Université du Québec à Montréal, Canada
Catherine Mounier obtained her Ph.D. in 1994 from University of Rennes I in France. She then moved to Iowa City, IA to pursue a Post-Doctoral position in University of Iowa working on de novo lipogenesis. From 1996 to 2002, Dr. Mounier served as Associate Research Scientist at McGill University in Montreal working on EGF and insulin signaling. In 2003, Dr. Mounier obtained a position as Assistant Professor in the Department of Biological Sciences of University of Quebec in Montreal. She became a full professor in 2011 and since 2012 she is the head of the department. She has published many papers in reputed journals such as molecular endocrinology, endocrinology and diabetologia. Dr. Mounier’s research is oriented towards understanding the molecular mechanisms of lipid droplets formation in liver and the impact on metabolic disorders.

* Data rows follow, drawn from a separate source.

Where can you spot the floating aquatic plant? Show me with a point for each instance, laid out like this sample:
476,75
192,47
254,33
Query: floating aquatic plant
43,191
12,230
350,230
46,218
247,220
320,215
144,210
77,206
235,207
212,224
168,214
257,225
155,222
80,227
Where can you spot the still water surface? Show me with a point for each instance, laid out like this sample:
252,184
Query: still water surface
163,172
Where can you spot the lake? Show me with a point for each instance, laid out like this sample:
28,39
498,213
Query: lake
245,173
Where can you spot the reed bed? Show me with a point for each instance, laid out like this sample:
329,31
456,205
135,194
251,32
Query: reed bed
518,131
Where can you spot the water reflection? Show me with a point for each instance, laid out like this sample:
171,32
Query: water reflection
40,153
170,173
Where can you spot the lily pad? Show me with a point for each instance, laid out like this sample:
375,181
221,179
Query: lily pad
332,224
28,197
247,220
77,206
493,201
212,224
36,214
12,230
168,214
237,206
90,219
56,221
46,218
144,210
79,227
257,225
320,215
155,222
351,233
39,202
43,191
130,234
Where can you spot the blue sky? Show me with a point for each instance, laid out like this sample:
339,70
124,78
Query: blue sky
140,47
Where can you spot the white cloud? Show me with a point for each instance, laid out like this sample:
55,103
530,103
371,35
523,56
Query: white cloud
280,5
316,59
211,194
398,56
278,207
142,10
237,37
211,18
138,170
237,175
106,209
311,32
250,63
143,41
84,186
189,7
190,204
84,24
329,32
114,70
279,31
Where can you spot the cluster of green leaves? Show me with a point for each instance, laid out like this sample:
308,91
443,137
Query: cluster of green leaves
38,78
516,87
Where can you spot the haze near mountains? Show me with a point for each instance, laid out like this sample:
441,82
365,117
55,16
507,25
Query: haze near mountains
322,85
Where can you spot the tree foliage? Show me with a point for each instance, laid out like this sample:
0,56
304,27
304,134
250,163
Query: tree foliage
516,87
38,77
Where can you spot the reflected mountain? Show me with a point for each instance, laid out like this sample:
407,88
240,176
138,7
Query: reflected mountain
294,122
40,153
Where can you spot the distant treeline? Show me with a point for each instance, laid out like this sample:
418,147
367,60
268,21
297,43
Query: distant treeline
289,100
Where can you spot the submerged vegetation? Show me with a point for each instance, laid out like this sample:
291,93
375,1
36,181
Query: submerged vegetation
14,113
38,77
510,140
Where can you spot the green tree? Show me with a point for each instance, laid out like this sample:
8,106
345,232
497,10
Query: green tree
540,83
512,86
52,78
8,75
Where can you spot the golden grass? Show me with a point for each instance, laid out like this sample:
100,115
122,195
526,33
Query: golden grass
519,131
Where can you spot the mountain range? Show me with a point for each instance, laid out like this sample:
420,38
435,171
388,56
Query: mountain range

Apolipoprotein D (apoD) is a member of the lipocalin super family. It transports small hydrophobic compounds such as arachidonic acid, progesterone and pregnenolone. In human, apoD is found in the plasma fraction, associated with high-density lipoprotein (HDL). It is highly expressed in the brain, adrenal glands, kidneys, pancreas and placenta but poorly expressed in intestine and liver. In contrast, the murine expression of the apoD gene is almost exclusively expressed in the central nervous system (CNS). Short overexpression of apoD in liver of obese mice using adenovirus improved triglyceride profiles, correlating with increased plasma LPL activity and enhanced postprandial fat tolerance. However, transgenic mice (Tg) with increased expression of human apoD (H-apoD) in the liver develop metabolic defects at one year of age. H-apoD Tg mice are not obese and have normal lipid concentration in circulation. They are glucose intolerant, insulin resistant, and develop hepatic steatosis. In these mice, hepatic PPARγ expression is increased and consequently Plin2 and Cide A/C leading to increased lipid droplets formation. Expression of the fatty acid transporter CD36 is also increased associated with elevated fatty acid uptake. Despite modulation of hepatic lipogenic gene expression, de novo lipogenesis is not altered. Elevated ApoD expression activates PPARγ transcriptional activity by increasing the transport of one of PPAR’s natural ligand arachidonic acid into the cell. It is now clear that apoD not only plays a role in the protection of the central nervous system but is also associated with lipid metabolism and associated metabolic syndrome.